Hi, I was conducting some experiments on my 4770 Haswell processor, and I was using linux perf stat tool to count the TLB miss and TLB page walker cache misses.
I got some confusing results and decided to ask this question.
(If the question belongs someplace else, please notify me, I'll move it to wherever it is appropriate)
Before I get into the details of my problem, the Paging_structure Caches detailed in 4.10.3 of SDM Vol3
provides details that the caching structure is arranged into three levels, the PML4 cache, PDPTE cache and PDE cache. (For the Top 3 levels of the 4 level page walk).
Now when I counted the performance counter events for the two following events I got an interesting result
The first event counts
Misses in all TLB levels that cause a page walk of any page size.
Thus it counts all misses in the L2 TLB that causes a HW page walk, which will check the page caching structures (or the PML4, PDPTE, PDE caches)
The second event counts
DTLB demand load misses with low part of linear-to- physical address translation missed
However, to my surprise, for some workloads, I get up to 1.7x PDE_CACHE_MISSES compared to MISSES_CAUSES_A_WALK
Now my question: Does the PDE_CACHE_MISSES count misses in the PDPTE & PML4 caches as well?

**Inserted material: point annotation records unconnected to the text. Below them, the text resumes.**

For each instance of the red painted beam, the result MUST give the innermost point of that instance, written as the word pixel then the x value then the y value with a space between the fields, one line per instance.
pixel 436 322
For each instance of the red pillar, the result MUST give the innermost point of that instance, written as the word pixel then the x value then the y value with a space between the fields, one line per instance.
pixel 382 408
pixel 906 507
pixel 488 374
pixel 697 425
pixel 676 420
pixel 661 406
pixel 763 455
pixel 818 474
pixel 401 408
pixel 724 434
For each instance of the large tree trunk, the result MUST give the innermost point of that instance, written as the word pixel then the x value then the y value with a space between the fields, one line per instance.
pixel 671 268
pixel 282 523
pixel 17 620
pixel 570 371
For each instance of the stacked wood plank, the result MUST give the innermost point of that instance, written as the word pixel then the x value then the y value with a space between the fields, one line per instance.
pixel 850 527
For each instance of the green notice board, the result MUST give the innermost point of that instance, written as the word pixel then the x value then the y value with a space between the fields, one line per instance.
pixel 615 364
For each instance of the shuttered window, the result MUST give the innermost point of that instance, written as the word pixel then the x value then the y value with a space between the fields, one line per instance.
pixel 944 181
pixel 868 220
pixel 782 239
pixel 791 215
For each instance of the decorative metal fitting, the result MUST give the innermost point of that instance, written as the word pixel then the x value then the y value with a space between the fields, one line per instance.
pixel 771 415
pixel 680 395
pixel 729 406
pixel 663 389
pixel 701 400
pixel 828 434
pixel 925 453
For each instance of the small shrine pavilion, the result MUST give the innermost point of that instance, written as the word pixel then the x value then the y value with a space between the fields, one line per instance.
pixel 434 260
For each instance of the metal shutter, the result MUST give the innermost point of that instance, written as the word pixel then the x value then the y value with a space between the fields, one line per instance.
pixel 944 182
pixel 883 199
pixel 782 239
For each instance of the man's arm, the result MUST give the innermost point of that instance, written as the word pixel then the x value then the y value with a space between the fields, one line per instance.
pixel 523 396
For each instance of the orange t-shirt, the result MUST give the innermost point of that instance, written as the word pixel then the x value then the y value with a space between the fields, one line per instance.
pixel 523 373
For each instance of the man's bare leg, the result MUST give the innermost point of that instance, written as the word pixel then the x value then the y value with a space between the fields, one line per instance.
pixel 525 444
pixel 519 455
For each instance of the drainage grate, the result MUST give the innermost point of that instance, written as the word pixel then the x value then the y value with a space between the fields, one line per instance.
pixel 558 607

If the answer to my question is yes, then that would explain why I'm getting more misses in the PDE cache compared to the number of times it was supposedly accessed by a MISSES_CAUSES_A_WALK
Intel provides limited support for Linux, so the best place to get more feedback in regard to your investigation will be Forums | Linux.com | The source for Linux information, this is the right place to post this and I'm pretty sure than other users will join your post.